Its A really good explanation. Particularly the first video on driver certification and kernel mode etc.Good info
Thanks for that.Good info
In the 1st video the solving explanation seems impeccable and the feedbacks from YT are all very positive.
The following is the link for anyone who wants to read them
www.youtube.com/watch?v=wAzEJxOo1ts
Among other ones, I found the comment by user "zug-zug" particularly interesting, which also explains the reason for the impressive increase in the number of machines that have quickly crashed worldwide.
"
. . .
This broken update IGNORED our staging policies and went to ALL machine at the same time. CS informed us after our business was brought down that this is by design and some updates bypass policies.
So in the end, CS caused untold millions of dollars in damages not just because they pushed a bad update, but because they pushed an update that ignored their customers' staging policies which would have prevented this type of widespread damage. Unbelievable."
The way to solve the issue by restarting Windows in Safe-Mode and deleting the Falcon-related ".sys" driver files it is it is almost touching and it is typical of Windows that at the end of the day is an extremely fun system imo at least for the "advanced" home-user who knows the (few) precautions to take and it makes you do a lot of things in a practical and relatively simple way.
It's always been a love-hate relationship, but in my opinion while you may not like it, I don't think you can even hate it.

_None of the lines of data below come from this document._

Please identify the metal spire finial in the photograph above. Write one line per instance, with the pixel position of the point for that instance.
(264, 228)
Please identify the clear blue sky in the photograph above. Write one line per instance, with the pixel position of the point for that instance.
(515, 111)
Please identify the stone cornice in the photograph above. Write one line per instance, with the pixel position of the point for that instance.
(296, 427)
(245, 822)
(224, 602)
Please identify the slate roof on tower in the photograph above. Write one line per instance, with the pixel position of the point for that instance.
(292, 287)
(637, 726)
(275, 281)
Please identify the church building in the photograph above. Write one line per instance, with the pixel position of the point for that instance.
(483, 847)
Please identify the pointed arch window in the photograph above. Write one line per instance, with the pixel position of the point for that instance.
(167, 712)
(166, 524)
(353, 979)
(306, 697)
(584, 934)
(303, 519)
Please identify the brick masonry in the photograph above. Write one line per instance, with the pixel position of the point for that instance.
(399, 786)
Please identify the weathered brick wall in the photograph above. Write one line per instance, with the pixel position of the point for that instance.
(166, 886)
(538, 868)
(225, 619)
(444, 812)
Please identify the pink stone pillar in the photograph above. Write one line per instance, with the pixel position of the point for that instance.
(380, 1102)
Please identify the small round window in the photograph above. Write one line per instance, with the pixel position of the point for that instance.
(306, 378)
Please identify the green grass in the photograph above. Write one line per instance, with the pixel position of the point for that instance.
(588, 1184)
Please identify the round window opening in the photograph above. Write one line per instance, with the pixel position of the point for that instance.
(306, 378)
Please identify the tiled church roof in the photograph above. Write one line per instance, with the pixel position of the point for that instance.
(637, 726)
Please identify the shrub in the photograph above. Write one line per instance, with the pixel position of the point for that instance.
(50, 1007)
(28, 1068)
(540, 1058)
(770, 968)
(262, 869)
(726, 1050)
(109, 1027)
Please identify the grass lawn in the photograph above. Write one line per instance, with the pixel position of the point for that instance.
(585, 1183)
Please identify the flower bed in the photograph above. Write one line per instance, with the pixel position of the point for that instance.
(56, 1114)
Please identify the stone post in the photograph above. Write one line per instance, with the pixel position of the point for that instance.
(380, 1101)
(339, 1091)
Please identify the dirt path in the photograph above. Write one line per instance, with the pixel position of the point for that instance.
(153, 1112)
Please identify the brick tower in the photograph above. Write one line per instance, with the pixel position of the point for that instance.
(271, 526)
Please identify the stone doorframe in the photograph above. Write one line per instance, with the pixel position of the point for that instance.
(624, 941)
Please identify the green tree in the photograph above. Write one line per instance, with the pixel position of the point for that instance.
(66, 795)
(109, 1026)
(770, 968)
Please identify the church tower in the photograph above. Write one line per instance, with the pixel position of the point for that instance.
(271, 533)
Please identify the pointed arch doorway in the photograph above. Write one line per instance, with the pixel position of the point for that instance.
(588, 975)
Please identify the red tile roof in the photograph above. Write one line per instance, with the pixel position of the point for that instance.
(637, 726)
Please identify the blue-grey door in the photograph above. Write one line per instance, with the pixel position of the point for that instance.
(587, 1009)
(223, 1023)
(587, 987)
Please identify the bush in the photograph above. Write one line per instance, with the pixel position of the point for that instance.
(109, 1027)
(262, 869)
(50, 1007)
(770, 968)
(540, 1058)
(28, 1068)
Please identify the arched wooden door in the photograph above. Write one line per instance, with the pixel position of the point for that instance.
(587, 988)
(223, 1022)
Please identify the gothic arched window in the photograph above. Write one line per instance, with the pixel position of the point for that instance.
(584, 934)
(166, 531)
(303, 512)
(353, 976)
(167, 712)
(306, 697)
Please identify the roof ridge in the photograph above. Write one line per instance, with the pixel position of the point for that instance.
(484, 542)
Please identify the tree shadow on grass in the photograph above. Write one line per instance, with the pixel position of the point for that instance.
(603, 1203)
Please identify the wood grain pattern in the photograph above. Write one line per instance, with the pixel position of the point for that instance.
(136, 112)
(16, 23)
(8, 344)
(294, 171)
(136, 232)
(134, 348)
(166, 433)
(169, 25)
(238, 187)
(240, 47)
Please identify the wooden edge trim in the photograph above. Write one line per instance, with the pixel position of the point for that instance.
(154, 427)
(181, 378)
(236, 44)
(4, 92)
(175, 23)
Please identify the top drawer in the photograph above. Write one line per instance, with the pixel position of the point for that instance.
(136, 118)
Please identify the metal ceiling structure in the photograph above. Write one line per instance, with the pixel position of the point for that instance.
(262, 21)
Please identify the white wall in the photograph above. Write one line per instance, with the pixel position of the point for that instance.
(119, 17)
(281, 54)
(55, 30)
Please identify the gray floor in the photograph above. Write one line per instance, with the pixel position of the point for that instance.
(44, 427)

However, I wonder how many days the systems were without protection and how system administrators managed to survive without it...
His video is good, but misses the point that Win should not allow the sort of process CS used to bypass WHQL certification, nor should it allow third party boot start drivers without some additional checks or QA.
However primarily this is a CS screw up, total absence of QA for which the CEO of CS is a repeat offender.
They should be using eBPF anyway, which I think they now (after the last Linux screw up) do for Linux, I think.
Lastly - there is no real evidence that CS stuff works any better than other solutions, beyond fear mongering, or so I'm told.
Lastly - this didn't affect home users, just corporates in the main. Perhaps they will now listen to the IT guys who always plead for them to provision an IP based KVM that can be plugged in to allow this sort of safe boot stuff needed to be done remotely. Usually that's denied as it costs a bit....
However primarily this is a CS screw up, total absence of QA for which the CEO of CS is a repeat offender.
They should be using eBPF anyway, which I think they now (after the last Linux screw up) do for Linux, I think.
Lastly - there is no real evidence that CS stuff works any better than other solutions, beyond fear mongering, or so I'm told.
Lastly - this didn't affect home users, just corporates in the main. Perhaps they will now listen to the IT guys who always plead for them to provision an IP based KVM that can be plugged in to allow this sort of safe boot stuff needed to be done remotely. Usually that's denied as it costs a bit....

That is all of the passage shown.